Belgian cargo airline

Cargo B Airlines was a cargo airline with its head office in the Brucargo Building 706 in Zaventem, Belgium.

== History ==
The airline was founded by Rob Kuijpers, former CEO of Brussels Airlines and DHL. It started operations on October 14, 2007. In 2009 the company announced its move from Brussels Airport to Liège Airport, more flexible with its 24/7 opening hours. The airline ceased operations on July 1, 2009 after failing to receive tenders.
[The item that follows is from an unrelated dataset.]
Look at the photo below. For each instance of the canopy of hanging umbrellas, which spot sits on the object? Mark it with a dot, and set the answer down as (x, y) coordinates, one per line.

On that same day Cargo B went bankrupt and terminated all operations.

==Destinations==

=== Africa ===
- Egypt
- Cairo (Cairo International Airport)
- Gabon
- Libreville (Libreville International Airport)
- Kenya
- Nairobi (Jomo Kenyatta International Airport)
- Libya
- Tripoli (Tripoli International Airport)
- Senegal
- Dakar/Yoff (Léopold Sédar Senghor International Airport)
- South Africa
- Johannesburg (OR Tambo International Airport)

=== Americas ===
- Argentina
- Buenos Aires (Ministro Pistarini International Airport)
- Barbados
- Christ Church (Grantley Adams International Airport)
- Brazil
- São Paulo (Viracopos-Campinas International Airport)
- Colombia
- Bogotá (El Dorado International Airport)
- Ecuador
- Latacunga (Cotopaxi International Airport)
- Peru
- Lima (Jorge Chávez International Airport)
- Trinidad and Tobago
- Tobago (Crown Point International Airport)
- Venezuela
- Caracas (Simón Bolívar International Airport)

=== Europe ===
- Belgium
- Brussels (Brussels Airport) (hub)
- Spain
- Zaragoza (Zaragoza Airport)

==Fleet==
- 2 Boeing 747-200F (OO-CBA and OO-CBB)
- 2 Boeing 747-400F (OO-CBC and OO-CBD) These aircraft were dry leased from Nippon Cargo Airlines and were used to replace the older Boeing 747-200F (OO-CBA and OO-CBB).

Boeing 747-200F (OO-CBA) was later written off after a tail strike at Brussels Airport on 27 October 2008.